You moved to your own proper domain in 2000, and posted much of the text of those early pages. (Hopefully now with far less embarrassing html.)
Does G count the "duplicate copies" still in archive.org against your current site? Since you put them on the web earlier, they may be viewed as the more legitimate domain, and your newer domain as a copy.
2) A different case: There's never been an older domain with your content, just the archive.org copies of it down the years, does G count the archive.org copies against your domain. Sounds a silly question, but I'm not convinced G et. al. are incapable of making such a blunder.

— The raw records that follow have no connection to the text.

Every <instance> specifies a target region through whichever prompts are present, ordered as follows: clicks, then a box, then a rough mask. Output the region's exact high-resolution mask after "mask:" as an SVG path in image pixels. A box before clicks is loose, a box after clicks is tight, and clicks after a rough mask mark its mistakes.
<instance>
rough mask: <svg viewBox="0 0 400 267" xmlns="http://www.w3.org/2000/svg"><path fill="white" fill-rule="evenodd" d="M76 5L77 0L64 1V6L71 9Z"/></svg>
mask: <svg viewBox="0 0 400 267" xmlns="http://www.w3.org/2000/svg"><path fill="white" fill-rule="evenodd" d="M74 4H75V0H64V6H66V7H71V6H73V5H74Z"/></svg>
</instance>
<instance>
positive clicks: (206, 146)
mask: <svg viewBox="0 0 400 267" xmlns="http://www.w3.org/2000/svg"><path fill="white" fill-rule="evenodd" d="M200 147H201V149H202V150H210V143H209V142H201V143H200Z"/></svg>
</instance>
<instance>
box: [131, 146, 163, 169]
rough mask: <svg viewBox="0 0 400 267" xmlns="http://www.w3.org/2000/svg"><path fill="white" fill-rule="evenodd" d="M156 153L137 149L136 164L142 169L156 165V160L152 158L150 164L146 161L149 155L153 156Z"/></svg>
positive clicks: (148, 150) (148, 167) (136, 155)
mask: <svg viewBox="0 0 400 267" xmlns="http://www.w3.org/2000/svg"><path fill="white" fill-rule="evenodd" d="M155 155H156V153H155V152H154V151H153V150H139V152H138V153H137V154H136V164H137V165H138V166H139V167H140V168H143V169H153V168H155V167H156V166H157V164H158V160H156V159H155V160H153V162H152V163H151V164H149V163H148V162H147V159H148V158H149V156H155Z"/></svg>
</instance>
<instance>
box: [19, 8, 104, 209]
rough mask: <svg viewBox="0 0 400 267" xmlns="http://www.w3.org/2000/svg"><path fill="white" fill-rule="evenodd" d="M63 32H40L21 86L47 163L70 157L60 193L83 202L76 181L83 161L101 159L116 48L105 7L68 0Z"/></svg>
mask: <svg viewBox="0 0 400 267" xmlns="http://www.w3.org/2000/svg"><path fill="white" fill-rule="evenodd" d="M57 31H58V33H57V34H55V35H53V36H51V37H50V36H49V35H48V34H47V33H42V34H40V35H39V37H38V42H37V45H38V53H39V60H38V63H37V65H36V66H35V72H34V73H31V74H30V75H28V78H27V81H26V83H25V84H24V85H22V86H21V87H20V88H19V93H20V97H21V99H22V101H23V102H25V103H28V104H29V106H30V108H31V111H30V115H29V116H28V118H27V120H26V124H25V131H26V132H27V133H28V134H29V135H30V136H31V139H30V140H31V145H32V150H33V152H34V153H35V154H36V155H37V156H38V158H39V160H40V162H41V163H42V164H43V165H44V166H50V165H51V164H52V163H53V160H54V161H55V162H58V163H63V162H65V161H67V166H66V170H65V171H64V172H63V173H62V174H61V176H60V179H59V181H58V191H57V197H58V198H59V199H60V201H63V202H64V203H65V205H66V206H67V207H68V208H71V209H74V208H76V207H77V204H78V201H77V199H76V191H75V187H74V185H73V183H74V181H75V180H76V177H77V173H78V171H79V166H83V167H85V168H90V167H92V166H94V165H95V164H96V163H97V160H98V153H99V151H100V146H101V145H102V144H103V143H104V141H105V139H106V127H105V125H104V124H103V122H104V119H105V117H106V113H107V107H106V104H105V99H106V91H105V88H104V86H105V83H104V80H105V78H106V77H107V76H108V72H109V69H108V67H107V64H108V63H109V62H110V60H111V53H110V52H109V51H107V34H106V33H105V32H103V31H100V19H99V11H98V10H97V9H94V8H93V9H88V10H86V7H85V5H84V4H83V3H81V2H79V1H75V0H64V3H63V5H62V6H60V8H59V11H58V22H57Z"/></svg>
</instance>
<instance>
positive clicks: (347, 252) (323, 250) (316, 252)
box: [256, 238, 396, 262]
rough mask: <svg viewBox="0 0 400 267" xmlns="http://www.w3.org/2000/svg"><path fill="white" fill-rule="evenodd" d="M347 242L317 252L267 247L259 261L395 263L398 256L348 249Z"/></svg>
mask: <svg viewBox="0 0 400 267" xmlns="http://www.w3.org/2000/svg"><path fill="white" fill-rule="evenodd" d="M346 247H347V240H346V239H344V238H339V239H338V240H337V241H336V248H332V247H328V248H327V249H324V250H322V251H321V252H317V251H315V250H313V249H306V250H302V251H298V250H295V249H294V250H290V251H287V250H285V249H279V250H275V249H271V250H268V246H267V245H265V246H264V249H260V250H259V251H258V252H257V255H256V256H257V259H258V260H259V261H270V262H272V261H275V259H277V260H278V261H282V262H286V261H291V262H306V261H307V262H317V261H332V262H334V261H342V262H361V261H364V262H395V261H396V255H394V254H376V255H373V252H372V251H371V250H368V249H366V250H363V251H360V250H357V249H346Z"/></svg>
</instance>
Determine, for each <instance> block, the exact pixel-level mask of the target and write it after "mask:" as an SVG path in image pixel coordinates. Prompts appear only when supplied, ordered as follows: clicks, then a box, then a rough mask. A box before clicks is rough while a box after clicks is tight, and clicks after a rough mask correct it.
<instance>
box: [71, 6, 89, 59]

3) You had text stolen by infringers, you noticed after a few months, and DMCA'd their hosts, who removed the infringing text. Archive.org still has numerous copies of the infringer's sites with your text on. Does G ignore them, or accumulate them to eventually trip a duplicate content filter?
Should we go back through our huge list of takedown notices, dig out every single copy still in archive.org, and serve archive.org with a DMCA for each one?
Any definite word from G on this?
Here are two parts of the picture that I know of:
1. Last fall, a significant spam vector was launched using some redirect pages that had been archived in the Wayback Machine. This lasted only a very short time, thanks to collaboration between archive.org and Google.
2. Anna Lynn Patterson, the author of Google's six phrase-based indexing patents, came to Google from archive.org. She is extremely well informed, and technically adept with large data sets. I feel certain she was a valuable liaison. She has now moved on from Google and is a major part of the team working on an alternative search engine, cuill.com
Having done everything I can think of to remove an "unknown G factor" punishing our site, I wonder if old dead copies in IA are to blame?
They are sitting there in their dozens in IA.
Then there are the infringements we long since dmca'd out of guilty sites, but still crowing loudly in IA, and doubtless crawled diligently by Gbot.
[edited by: tedster at 9:37 am (utc) on July 12, 2008]